Staff: Nigel Watson, Miriam Watson, (+honorary) Tony Price
Students: Alasdair Winter
We have been developing a technological prototype of a novel calorimeter to measure electromagnetic energy with unprecedented precision at the next generation, high energy e+e- machine, the International Linear Collider (ILC).
The detector studies for a digital ECAL using MAPS technology will continue in the medium term, characterising both their radiation hardness and suitability in e.m. showers using testbeam data, and to quanity their performance in physics simulations with the ILD/CLIC detector models.

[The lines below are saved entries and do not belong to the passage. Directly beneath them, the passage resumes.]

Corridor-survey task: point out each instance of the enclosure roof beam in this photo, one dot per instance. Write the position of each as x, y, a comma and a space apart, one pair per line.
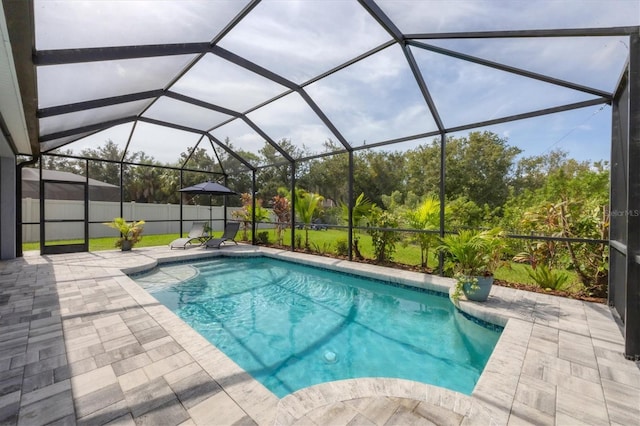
510, 69
382, 19
266, 137
251, 66
565, 32
538, 113
203, 104
231, 152
86, 129
98, 54
97, 103
423, 87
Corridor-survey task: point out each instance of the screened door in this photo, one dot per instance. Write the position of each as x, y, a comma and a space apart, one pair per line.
64, 226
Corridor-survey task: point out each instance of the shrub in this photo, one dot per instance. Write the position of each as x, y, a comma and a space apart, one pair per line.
342, 247
549, 279
262, 237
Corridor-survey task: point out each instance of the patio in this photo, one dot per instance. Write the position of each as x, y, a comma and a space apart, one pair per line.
83, 343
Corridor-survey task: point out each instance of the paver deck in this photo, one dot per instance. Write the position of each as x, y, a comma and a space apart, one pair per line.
81, 343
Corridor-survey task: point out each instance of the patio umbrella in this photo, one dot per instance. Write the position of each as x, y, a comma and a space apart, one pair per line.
211, 189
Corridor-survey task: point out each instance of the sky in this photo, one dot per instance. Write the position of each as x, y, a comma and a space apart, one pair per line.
375, 99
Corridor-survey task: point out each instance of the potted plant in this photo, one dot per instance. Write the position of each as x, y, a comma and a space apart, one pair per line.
473, 256
130, 232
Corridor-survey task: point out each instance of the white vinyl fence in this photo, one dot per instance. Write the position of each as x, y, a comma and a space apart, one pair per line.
105, 211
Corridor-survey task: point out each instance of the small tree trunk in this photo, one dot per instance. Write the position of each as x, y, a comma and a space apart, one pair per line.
565, 233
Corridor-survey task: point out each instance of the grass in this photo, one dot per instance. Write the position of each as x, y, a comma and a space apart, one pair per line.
408, 254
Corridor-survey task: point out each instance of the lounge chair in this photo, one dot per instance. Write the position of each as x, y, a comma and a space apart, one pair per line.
197, 236
229, 234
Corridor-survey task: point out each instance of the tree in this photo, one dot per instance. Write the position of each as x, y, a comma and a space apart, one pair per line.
382, 238
245, 215
105, 171
361, 210
307, 204
479, 167
282, 210
425, 217
329, 174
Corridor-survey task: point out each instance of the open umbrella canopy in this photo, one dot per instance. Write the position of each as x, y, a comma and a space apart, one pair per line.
207, 188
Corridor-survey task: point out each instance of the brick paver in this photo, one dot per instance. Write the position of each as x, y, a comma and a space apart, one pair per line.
80, 343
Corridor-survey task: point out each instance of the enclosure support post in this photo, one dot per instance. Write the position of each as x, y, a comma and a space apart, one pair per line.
86, 205
19, 168
253, 207
122, 190
42, 208
443, 149
180, 186
293, 206
224, 201
632, 311
350, 204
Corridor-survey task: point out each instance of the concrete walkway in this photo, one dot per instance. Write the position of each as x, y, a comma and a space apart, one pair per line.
81, 343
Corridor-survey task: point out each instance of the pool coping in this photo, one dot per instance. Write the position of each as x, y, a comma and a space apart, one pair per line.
557, 360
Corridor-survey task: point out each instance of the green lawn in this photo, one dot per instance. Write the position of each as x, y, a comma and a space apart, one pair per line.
325, 242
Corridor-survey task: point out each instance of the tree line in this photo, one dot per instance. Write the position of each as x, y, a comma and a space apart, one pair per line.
488, 183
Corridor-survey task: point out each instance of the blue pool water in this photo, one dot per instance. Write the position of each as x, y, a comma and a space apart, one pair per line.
291, 326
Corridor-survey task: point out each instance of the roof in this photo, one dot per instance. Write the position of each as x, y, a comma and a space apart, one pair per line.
165, 77
32, 174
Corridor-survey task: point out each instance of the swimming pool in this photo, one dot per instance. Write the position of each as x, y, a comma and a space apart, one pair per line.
292, 326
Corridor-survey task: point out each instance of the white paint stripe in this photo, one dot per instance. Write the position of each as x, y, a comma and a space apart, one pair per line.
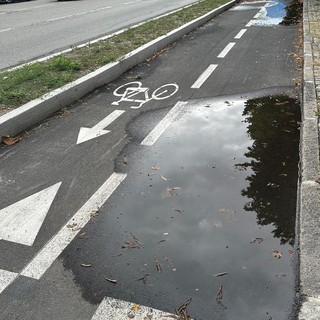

|CERN Test Beam (proposal, memo)||Photos of test beam prototype||UK simulation/physics||Further information|
Following on from involvement in the LEP experiments, the next step in our group's programme is two-fold, requiring both the Large Hadron Collider (LHC) at CERN, widely expected to discover the Higgs boson in whatever form it takes, and the ILC (e+e-). The ILC is essential for a full understanding of the properties of the Higgs boson, or the alternative mass generating process. The complementarity of the LHC and the ILC arises because of their very different environments, the latter being optimal for precise, detailed measurements. There is very widespread support for this project, both worldwide and within the UK, where we are collaborating closely with Cambridge, CCLRC (RAL-PPD), Manchester, Imperial College, RHUL and UCL. A detailed motivation for such a highly segmented and performant calorimeter is presented here. Our R&D work aims to understand how the difficult technical and cost optimisation issues can be addressed without unduly sacrificing performance for understanding the origin of mass and the unification of fundamental interactions. Together with colleagues from 34 institutes/9 countries, we will design and start testing the prototype calorimeter in a test beam by late 2004 (at DESY), with further test beam running during 2005 (expected at Fermilab).
The entire electromagnetic calorimeter proposed for the LDC (nee TESLA) detector comprises a cylinder of length 5.5m, internal radius 1.9m, and annular thickness of 20cm. It is constructed from 40 layers of tungsten absorber interleaved with active silicon wafers. It consists of approx. 38 million channels of data to be read out in less than a microsecond. The ECAL prototype itself (pictured, left) will be approx. 30x30x20 cm in size, comprising 30 layers of silicon wafers, 324 diode pads per layer, totalling more than 9000 channels. Behind this will be placed a variety of sampling hadron calorimeter technologies, in a 38 layer iron sandwich structure, length of side approx. 100cm. Beams of high energy particles will be fired at the combined ECAL + HCAL prototype (pictured, left) to emulate the conditions within a detector at the linear e+e- collider. The data will be digitised, stored for analysis and comparison with detailed simulations of the system, from which we can extrapolate to the physics performance of the entire calorimeter.
The UK groups:
At Birmingham, our current effort is devoted to simulation of the calorimeter and hadronic interaction modelling, to be extended to data analysis (when available) and investigations of software reconstruction algorithms.